Keith Campbell

Personal information
- Full name: Keith Campbell
- Born: 21 February 1951 (age 75) Wentworthville, Sydney, Australia

Playing information
- Position: Centre, Lock
Club
| Years | Team | Pld | T | G | FG | P |
| 1968–75 | Parramatta | 111 | 13 | 171 | 0 | 381 |
Representative
| Years | Team | Pld | T | G | FG | P |
| 1971 | New South Wales | 2 | 0 | 5 | 0 | 10 |
| 1971 | Australia | 1 | 0 | 0 | 0 | 3 |
- Source:

= Keith Campbell (rugby league) =

Australian rugby league footballer

Keith Campbell is an Australian former professional rugby league footballer who played in the 1960s and 1970s. He played his entire career for Parramatta as a and also represented Australia and New South Wales.

==Playing career==
Campbell played his junior rugby league with Wentworthville before making his debut for Parramatta in the 1968 season.
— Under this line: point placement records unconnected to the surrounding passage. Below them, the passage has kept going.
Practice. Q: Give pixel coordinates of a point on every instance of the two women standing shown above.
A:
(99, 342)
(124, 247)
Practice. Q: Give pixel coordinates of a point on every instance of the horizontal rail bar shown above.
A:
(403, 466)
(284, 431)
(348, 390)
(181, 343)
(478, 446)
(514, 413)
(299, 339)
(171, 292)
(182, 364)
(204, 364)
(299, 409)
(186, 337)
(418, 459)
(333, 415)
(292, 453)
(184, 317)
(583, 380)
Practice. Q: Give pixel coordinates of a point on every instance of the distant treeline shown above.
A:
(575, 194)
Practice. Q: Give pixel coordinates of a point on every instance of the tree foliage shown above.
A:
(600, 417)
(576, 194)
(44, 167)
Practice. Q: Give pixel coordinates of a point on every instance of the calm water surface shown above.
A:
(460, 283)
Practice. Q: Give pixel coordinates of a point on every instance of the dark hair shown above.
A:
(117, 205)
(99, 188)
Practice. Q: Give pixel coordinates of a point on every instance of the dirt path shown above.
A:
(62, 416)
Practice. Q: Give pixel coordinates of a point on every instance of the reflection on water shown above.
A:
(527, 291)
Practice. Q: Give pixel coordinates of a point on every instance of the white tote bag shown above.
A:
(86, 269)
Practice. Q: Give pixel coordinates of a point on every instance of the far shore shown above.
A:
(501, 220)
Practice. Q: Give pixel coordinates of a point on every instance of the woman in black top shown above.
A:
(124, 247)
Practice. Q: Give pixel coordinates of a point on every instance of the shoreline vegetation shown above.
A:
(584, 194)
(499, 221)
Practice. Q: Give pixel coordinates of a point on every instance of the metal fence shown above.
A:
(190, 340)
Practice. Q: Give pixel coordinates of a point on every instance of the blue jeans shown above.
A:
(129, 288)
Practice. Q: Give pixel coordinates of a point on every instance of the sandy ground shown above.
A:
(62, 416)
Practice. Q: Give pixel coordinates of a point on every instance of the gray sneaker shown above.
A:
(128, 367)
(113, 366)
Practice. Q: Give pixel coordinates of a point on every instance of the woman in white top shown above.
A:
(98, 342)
In his first three seasons at the club, Parramatta hovered around the middle to lower table of the competition and the club finished last in 1970. In 1971, Campbell and Parramatta's fortunes changed with the club qualifying for the finals before being eliminated in the first week against St George. Campbell had a breakout year with the player representing Australia and New South Wales and finished top scorer for Parramatta. In 1972, Parramatta suffered a form reversal and finished last on the table, this would be the last time the club would finish last until 2012. Although the club finished last, Campbell finished as top point scorer for Parramatta once again.

The 1973 and 1974 seasons saw Parramatta finish outside the finals places but in 1975 the club appointed former St George player Norm Provan as head coach. Under Provan, Campbell and Parramatta enjoyed a solid year with the club finishing 5th on the table and qualifying for the finals. In the first week of the finals, Campbell scored all of Parramatta's points as they defeated arch rivals Canterbury 6-5. The following week, Parramatta lost to Manly 22-12 which ended their season. This would be Campbell's last game in first grade and he retired at the end of the season when he was a member of the reserve grade premiership winning side.